Captain of the French taekwondo team, Pascal Gentil won his third European title in October 2005 in Riga giving the French team a second position among the European countries behind Turkey with 6 medals including 3 titles. The ranking is the same as for the Athens Games with 2 medals (1 silver, 1 bronze) as France finished as 2nd best European country behind Greece (host country).

To prepare for the Olympics, the French Taekwondo Federation set up training centres by grouping together in different locations the best French athletes according to weight categories. Pascal Gentil is a member of Institut National des Sports et de l'Éducation Physique France Training Centre where he trains an average of 20 hours per week together with the best French taekwondo practitioners.

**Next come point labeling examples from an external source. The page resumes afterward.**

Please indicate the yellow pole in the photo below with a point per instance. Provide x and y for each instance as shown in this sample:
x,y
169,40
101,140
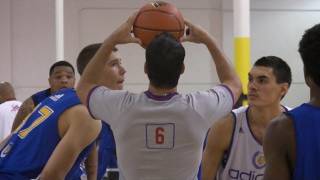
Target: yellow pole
x,y
242,42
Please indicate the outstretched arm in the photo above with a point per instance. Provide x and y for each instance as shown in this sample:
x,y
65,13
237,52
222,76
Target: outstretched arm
x,y
122,35
72,142
216,146
278,145
226,73
25,109
91,164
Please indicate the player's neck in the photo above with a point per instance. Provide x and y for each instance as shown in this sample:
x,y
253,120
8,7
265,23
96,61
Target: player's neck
x,y
261,116
315,97
161,91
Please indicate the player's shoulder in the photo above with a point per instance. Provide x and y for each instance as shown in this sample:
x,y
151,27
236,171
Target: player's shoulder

He was selected for the Beijing Games to snatch the gold medal. His opponent for the selection was Mickaël Borot who obtained the French quota in the category by winning the Olympic qualification tournament in Manchester in 2007.

However, during a training session on the 25 July 2008, Pascal sustained an injury (a rupture of the plantar aponeurosis). Mickaël Borot was officially appointed the representative on 6 August by the FFTDA （French Taekwondo Federation. The event lead to a crisis week for French taekwondo as Mickaël Borot criticised the French Taekwondo Federation and Pascal Gentil.

On 5 February 2009 he announced to the press that he would give up his sport career in taekwondo after the French Championships in Lyon on 7 February. In Lyon, he obtained his 14th French Champion title after defeating Mickaël Borot in the final.